Потом, как будто только что приняла важное решение, поставила то, что несла, на одну их хрустальных плиток; ставила она это очень осторожно, будто была абсолютно уверена в том, что делает.
Пристроив его на свой вкус, она сделала пару шагов назад, и ее ручки задвигались жестами, которые, как мне казалось, выражали некоторое беспокойство. Должно быть, эти жесты что-то значили, но у меня складывалось впечатление, что так ищут важное слово, ускользающее от сознания.

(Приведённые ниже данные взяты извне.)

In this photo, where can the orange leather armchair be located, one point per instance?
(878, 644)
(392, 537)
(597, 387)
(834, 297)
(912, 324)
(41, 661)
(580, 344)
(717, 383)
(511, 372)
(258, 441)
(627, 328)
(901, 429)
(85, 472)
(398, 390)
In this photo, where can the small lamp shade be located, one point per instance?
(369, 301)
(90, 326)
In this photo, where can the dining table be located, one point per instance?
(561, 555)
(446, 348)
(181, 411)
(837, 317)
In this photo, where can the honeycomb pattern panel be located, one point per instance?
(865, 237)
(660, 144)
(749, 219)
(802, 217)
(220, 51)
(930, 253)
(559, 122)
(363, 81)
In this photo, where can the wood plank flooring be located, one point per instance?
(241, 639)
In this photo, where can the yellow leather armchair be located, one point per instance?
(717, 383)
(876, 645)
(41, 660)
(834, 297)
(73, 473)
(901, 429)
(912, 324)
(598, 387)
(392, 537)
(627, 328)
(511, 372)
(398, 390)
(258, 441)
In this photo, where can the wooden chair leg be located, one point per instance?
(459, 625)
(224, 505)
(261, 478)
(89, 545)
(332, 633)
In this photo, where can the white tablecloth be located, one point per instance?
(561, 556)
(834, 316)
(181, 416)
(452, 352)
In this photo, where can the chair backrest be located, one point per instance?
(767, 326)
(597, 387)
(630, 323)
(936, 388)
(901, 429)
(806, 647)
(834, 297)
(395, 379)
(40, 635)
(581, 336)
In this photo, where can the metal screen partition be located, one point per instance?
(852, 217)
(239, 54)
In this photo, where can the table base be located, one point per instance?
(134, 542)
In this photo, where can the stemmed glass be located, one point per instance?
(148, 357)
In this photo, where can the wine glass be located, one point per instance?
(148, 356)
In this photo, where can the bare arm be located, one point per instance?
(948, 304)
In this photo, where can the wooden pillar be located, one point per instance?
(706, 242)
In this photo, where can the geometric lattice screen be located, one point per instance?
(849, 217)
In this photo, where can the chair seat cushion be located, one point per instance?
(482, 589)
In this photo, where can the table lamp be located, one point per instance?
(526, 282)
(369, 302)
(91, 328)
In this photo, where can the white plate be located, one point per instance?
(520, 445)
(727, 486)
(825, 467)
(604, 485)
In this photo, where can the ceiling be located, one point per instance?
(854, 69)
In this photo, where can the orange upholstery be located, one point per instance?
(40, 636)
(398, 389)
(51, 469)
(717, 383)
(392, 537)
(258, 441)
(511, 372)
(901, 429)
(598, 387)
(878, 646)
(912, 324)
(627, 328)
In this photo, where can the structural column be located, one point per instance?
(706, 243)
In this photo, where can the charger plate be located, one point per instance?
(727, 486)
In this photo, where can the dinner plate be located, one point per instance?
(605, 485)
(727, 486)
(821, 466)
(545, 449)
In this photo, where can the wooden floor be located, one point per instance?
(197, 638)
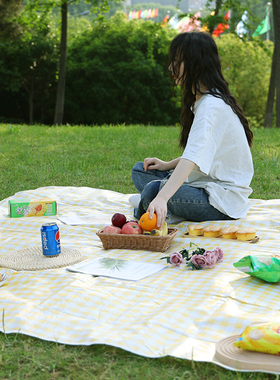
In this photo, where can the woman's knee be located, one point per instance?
(150, 191)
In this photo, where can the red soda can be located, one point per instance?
(50, 239)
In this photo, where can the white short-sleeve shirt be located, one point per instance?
(217, 144)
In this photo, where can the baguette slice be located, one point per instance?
(229, 232)
(245, 234)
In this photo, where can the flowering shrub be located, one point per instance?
(196, 258)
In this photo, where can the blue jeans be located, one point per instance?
(188, 202)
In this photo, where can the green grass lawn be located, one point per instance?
(102, 157)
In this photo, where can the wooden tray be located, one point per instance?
(239, 359)
(137, 242)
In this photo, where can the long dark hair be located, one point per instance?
(202, 66)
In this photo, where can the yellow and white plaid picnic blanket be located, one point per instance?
(177, 312)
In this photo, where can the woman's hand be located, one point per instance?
(154, 163)
(159, 206)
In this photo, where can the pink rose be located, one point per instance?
(176, 259)
(199, 261)
(219, 254)
(210, 258)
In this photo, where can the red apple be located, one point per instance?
(132, 228)
(118, 219)
(112, 230)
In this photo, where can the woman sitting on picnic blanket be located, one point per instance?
(211, 180)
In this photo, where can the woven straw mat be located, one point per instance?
(33, 259)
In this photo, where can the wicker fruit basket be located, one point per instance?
(137, 242)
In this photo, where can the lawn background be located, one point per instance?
(102, 157)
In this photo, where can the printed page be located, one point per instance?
(117, 268)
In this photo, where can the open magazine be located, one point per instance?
(117, 268)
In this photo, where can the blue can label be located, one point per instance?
(50, 239)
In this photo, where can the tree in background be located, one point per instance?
(62, 5)
(274, 84)
(8, 11)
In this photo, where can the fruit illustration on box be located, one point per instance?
(112, 230)
(132, 228)
(149, 226)
(118, 219)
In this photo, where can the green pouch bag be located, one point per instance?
(266, 268)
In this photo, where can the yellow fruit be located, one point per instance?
(146, 223)
(156, 232)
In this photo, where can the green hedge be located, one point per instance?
(117, 73)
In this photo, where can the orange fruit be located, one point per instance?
(146, 223)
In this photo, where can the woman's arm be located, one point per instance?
(159, 203)
(156, 163)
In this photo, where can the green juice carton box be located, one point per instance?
(36, 207)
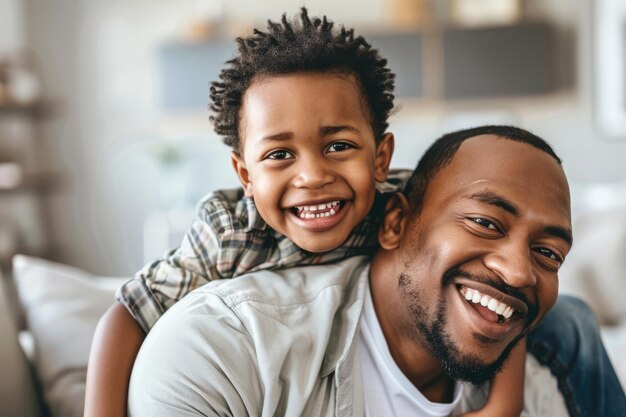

Я слышала неясный шум, слишком далеко и слишком низкий для моего слуха, чтобы различить слова — и все же это была речь. Вот так разговаривая, — может быть, с тем, что она поставила на землю, а может, просто с воздухом, — Бартаре начала танец, который вел ее ногу с одной кристальной плиты на другую; и она очень старалась не наступить ни на что другое.
Узор был большим, а плиты находились довольно далеко друг от друга; ее круг неминуемо вел ее к месту, где в тени двери кабинета ее отца стояла я. Теперь я уже могла различить отдельные слова, все еще бессмысленные. Ясно было, что это песнопение, а слова сплетались вместе в каденции ритуального восхваления или заклинания.